The RBA is a perfect example of the lagged reaction function of the central banker, and going overboard reacting to the Rona. They have been looking in the rear view mirror almost all year long and stuck with their hamfisted yield curve control policy which is like a man in his 20s seeing a man in his 90s walking with a cane and following the old man (Japan) by using the same exact cane. When the Australians finally got the nerve to test the RBA by pushing 3 year yields higher, the RBA did nothing, and folded like a cheap lawn chair. Even with their stubborness, they probably realized that the market was right and that they were wrong to stay so easy for so long. Although they would never admit it.
The market worry is that inflation will cause the central banks to overreact, pushing up short term interest rates and pushing down long term rates as growth slows, which is being forecast by leading indicators. While I agree that inflation will be a problem for a while, I disagree that the central banks will aggressively tighten in reaction to that. If we've learned anything since 2008, it is that central banks, especially the Fed will find any excuse or small sign of economic growth slowdown to delay tightening. In a stagflationary environment, its much more likely that the Fed would ease than tighten. People forget that inflation was quite high from 2006 to 2008, yet the Fed aggressively tightened from fall of 2007 to the spring of 2008. This was before the stock market crashed in fall of 2008. While oil was surging higher, the Fed was reacting to a weakening stock market and slowing growth and cutting aggressively.
In fact, this aggressive pricing of rate hikes for 2022 and 2023 sets up the Eurodollars market for a big rally if the economy weakens, like leading indicators are showing, and/or the SPX has a big correction, which looks likely as both monetary and fiscal policy will be substantially tighter in 2022. I am watching for now, but at these price levels, the short end of the yield curve is looking like an attractive place to park money and collect positive carry, which is getting fatter and fatter as more and more rate hikes get priced in.
Recently seeing a surge of speculation in TSLA and cryptos, a sign that speculative fervor is alive and well. Put/call ratios have dropped a lot this week. Its not a good sign for 2022, or even December of this year, but its not something that I'm worried about at the moment. There seems to be some hedging trades in index futures and options ahead of the FOMC meeting next week, and VIX has caught a bid. With the steep contango at the front end of the VIX curve, there still seems to be some demand there for put protection as the effects of the long Sep/Oct pullback have not totally faded away.

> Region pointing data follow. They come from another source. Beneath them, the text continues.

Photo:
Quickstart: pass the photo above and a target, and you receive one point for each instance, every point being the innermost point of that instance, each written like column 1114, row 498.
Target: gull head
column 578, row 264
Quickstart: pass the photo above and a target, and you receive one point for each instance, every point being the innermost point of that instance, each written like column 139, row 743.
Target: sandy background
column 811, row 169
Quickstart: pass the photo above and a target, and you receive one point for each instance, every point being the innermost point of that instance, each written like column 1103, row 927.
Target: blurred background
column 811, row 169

I would start worrying if we continued to maintain very low put/call ratios while the VIX futures curve flattened out, a sign of low demand for puts. When the 1 month out VIX futures are trading 16-17, then I would be concerned about too much complacency, but right now its around 20, the mid point value between the Nov 17 and Dec 22 VIX futures contract.
The steep rally off the October lows is starting to slow down, as we are in new high territory. A parabolic blast higher is the exception, not the rule when the SPX hits a new high. In most cases, the SPX just grinds up when its at an all time high, which it hit earlier this week. And with the poor earnings reports from AMZN and AAPL, there is a perfect excuse to sell them down today, and consolidate the gains. If we get towards 4540-4550, the area of the Sept highs, I may buy on that dip.